時の人
<インタビュー・時の人>NTTぷらら 社長 板東浩二
2011/06/02 18:44
週刊BCN 2011年05月30日vol.1384掲載
ショッピングビジネスを本格スタート
将来はコアの一つとして確立する
Q. 「ひかりTV」開始後、着実に会員数を伸ばしている。いろいろな映像配信サービスがあるなかで、「ひかりTV」の強みは何か。A. 「ひかりTV」は、NTTの光インフラを活用した新しいサービスの一つとして、3年前にスタートした。映像配信サービスのなかでは後発だが、参入当初からハイビジョンを想定したプラットフォームでスタートしているので、多チャンネルのハイビジョン化率にも優位性がある。現在提供している全94チャンネルのうち、70%以上がハイビジョンだ。また、映像配信サービスの本命とみているVOD(ビデオオンデマンド)サービスにも自信がある。月額2500円(税込2625円)で、現在、対象コンテンツ7000本が見放題のプランを設けている。とくに連続ドラマや長編のアニメなどは、1本ずつ支払うペーパービューを利用するよりも使い勝手がいい。VODの利用状況は、この半年ほど、ものすごい勢いで上昇している。またVODのマーケットも急激に確立しつつある実感がある。このほか、4~5年をかけて開発に取り組んだメニューの切り替えの高速化や、検索画面の操作性にも自信がある。
Q. 4月から、ジャパネットたかたとともに、ショッピングサービスを開始した。この狙いは?
A. 昨年からトライアルでスタートしたショッピングビジネスを、今年度から本格的に展開する。ジャパネットたかたと提携して開始した「ジャパネット楽々リモコンショッピング」は、その一つ。リモコン操作で、番組で紹介している商品の選択や注文ができる。引き続き、他社との連携を推進するとともに、当社が商品を仕入れて販売している「ひかりTVショッピング」の商品ラインアップの拡充にも力を入れていく。PC向けのEコマース市場が拡大したが、テレビのもつ情報伝達性を生かして、映像で商品を説明しながら販売するビジネスに将来性があるとみている。ショッピングビジネスは、今後、「ひかりTV」のサービスの一つという位置づけではなく、ISP(インターネット接続サービス)事業、IP電話事業、映像配信サービス「ひかりTV」と並ぶコア事業として確立していくつもりだ。
Q. スマートフォンやタブレットの人気が高まっている。

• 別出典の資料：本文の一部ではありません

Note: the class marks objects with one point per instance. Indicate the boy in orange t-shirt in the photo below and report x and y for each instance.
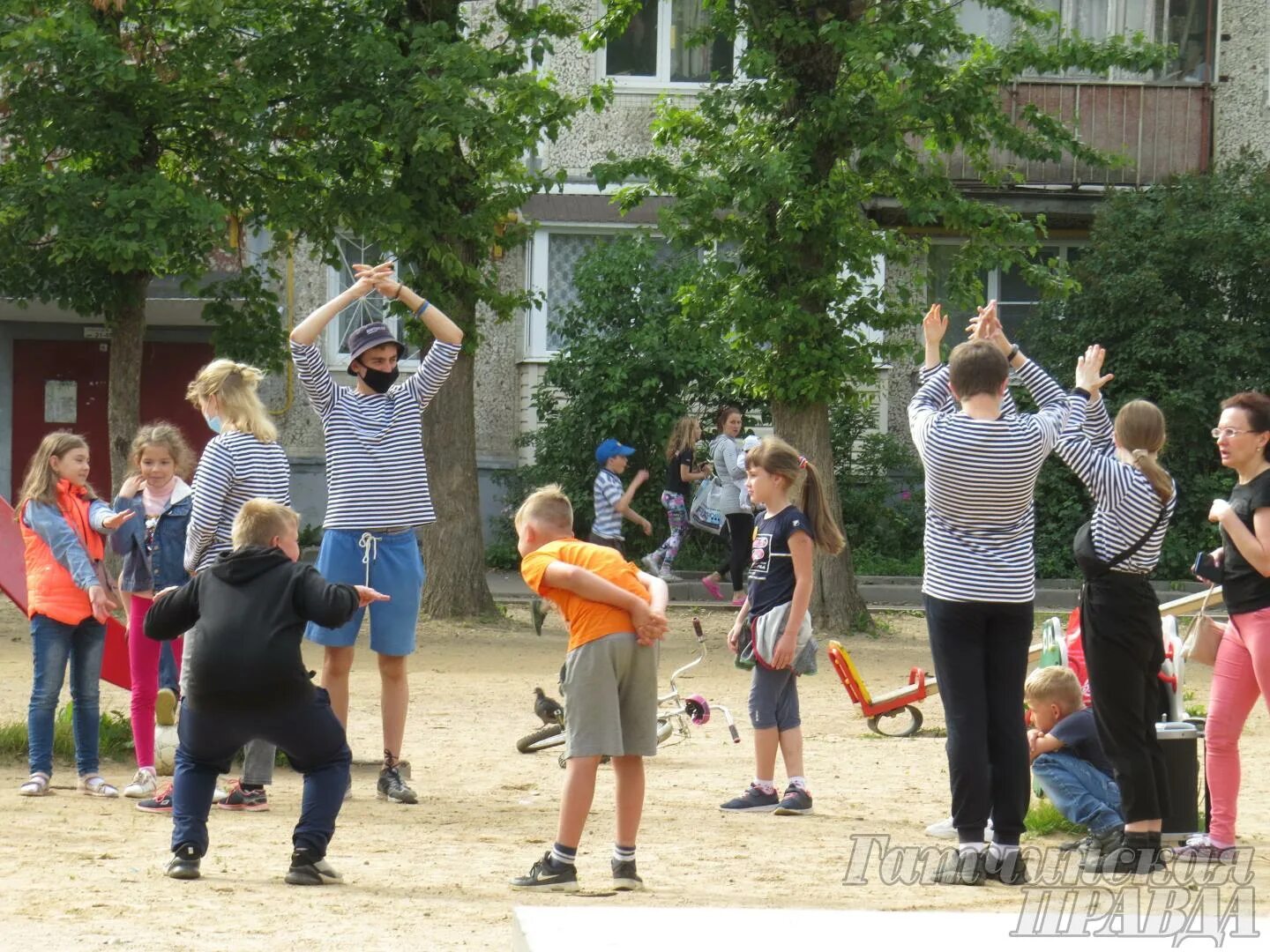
(616, 614)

これらの端末で「ひかりTV」を利用したいというニーズもあるのではないか。
A. 外出先で映像が見たいというニーズに対応し、近々、3GやWi-Fiなどの通信を使って、スマートフォンやタブレット端末でもVODが視聴できるようにする。テレビで見ていたVODの続きが他のデバイスで見られるようにしていきたい。また、将来はこれらの端末でもショッピングができるようにしたい。

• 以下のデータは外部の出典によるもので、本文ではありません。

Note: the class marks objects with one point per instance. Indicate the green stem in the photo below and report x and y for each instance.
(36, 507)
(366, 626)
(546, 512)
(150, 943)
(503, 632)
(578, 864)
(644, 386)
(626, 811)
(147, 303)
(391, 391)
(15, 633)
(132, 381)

板東浩二氏が社長に就任したのは、NTTぷらら設立から3年後。当時のNTTぷららは、キャッシュはそこそこあったものの、毎月多額の赤字を垂れ流していた。半年で立て直さなければ、会社を清算しなければならないという状況まで追い込まれていた。就任直後は「眠れない日が続いた」という。まずは問題点を洗い出し、コストカットに着手。そして、最終的には黒字転換を果たした。社長に就くまでは「平凡なサラリーマンだった」という氏にとって、赤字経営からの脱却は、まさしくターニングポイントとなった。